Brittney Burns – Staff Writer

Over the last two budget cycles, the Macon County Board of Commissioners have  identified significant needs within the county infrastructure and things they would like to see improved. From new schools to address overcrowding to the safety at the Board of Elections office, commissioners have each expressed concerns that would result in substantial financial commitments to properly address them. For the 2017-18 fiscal year, County Manager Derek Roland is launching a Capital Improvement Plan (CIP), that will survey all county buildings and facilities and develop a strategic plan to address the needs and concerns of both the commissioners and the community.

“The CIP will identify, analyze and prioritize capital improvements over a 10-year time span,” said Roland. “Capital Improvements typically exceed $10,000 in value and have a life of five to 10-plus years.  In addition to identifying and prioritizing these projects the CIP will also contain recommendations for financing them. At the end of the day, this plan will enable us to accomplish many needed capital improvements in Macon County.”

With a fund balance far above the state recommended amount, Roland noted that utilizing some of the fund balance would be one possibility in financing such projects. Each commissioners has a different idea of what they would like to see done, but all agree that developing a comprehensive plan is where to start.

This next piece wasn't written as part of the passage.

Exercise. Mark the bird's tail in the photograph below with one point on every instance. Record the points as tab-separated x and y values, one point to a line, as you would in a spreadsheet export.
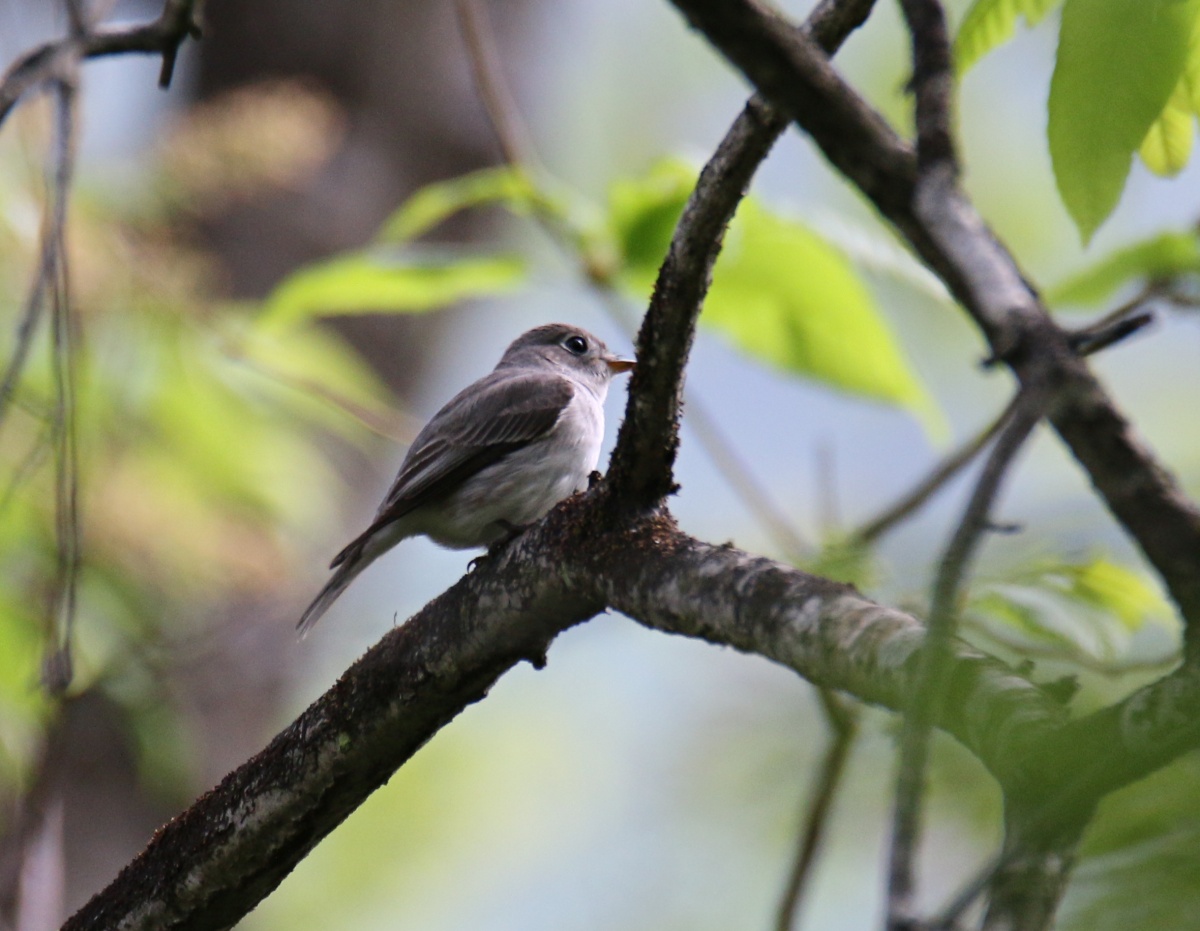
347	570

“One of the great things about a CIP is that it will determine what improvements need to happen and the best way to pay for them via a deductive study versus having an opinion of what should happen,” said Commission Chair Jim Tate. “So, anything that I would say now would just be a reasonable guess; however, from what I have gathered from my time on the board, these items need addressing: the jail needs expansion and improvements, South Macon School needs expansion, and several of our current buildings need improvements.  There has also been some discussion of a new Franklin High School, and this one item could potentially cost well over $50 million.  We, as a board, have been trying to prepare for these items by slowly building our fund balance, so that when the time does come, we will be in outstanding financial condition and prepared to handle the burden.”

School needs are also a priority for Karl Gillespie, who is the newest member of the board of commissioners.

“I feel the CIP plan our County Manager has proposed will help us develop a long term plan and I look forward to participating in that process,” said Gillespie. “While there are many needs a couple of immediate needs would possibly be additional classrooms at South Macon School and deployment of Broadband in Macon County.”

Commissioner Gary Shields also wants education to be a focus of the plan as well as ways to improve the detention center.

“I am interested in the CIP planning because this is the opportunity to listen to an outside group that will assist us in developing a plan and prioritizing,” said Shields. “I am interested in the ‘Stepping Up’ program where incarceration facilities can be viewed as a place where people with drug addictions can get help.  As the county debt is paid off, land for a new high school should be pursued while developing plans for a new high school.”

According to Roland, more details about the CIP will be released after the firm that will be conducting the survey is selected. The county currently has proposals for two different firms, which have two different approaches on how to move forward.